In May 1894, when a convention was called in Albany to revise the state constitution, the New York Board of Trade and Transportation took action. They arranged for a delegate, David McClure of New York City, to introduce an amendment on July 31 that would prohibit logging on state lands. After holding hearings in August where strong support emerged for the amendment, McClure moved it on September 8 and the Convention approved it unanimously. In November, voters ratified the new constitution with a 56 percent majority.
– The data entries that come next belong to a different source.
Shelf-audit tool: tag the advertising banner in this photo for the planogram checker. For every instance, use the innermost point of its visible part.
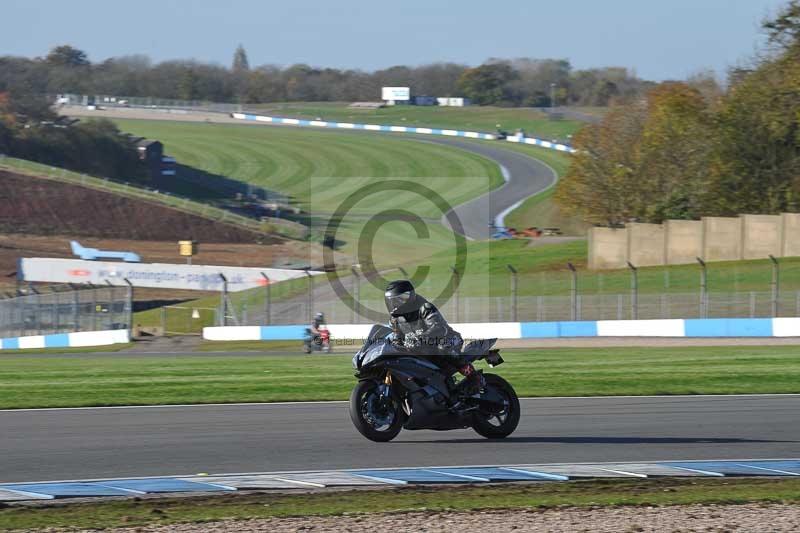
(152, 275)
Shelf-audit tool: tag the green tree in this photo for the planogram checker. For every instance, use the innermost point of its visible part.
(485, 84)
(676, 147)
(240, 62)
(602, 185)
(67, 56)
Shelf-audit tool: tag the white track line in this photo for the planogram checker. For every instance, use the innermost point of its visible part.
(323, 402)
Article VII, Section 7 read, "The lands of the State, now owned or hereafter acquired, constituting the Forest Preserve as now fixed by law, shall be forever kept as wild forest lands. They shall not be leased, sold, or exchanged, or be taken by any corporation, public or private, nor shall the timber thereon be sold, removed, or destroyed."[51] The strict final clause prohibited not only logging, but also the removal of dead timber or the creation of dams that flooded Preserve land. But it did not say anything about the use of privately-owned lands within the Blue Line. The state would not tackle that piece of unfinished business until 1973.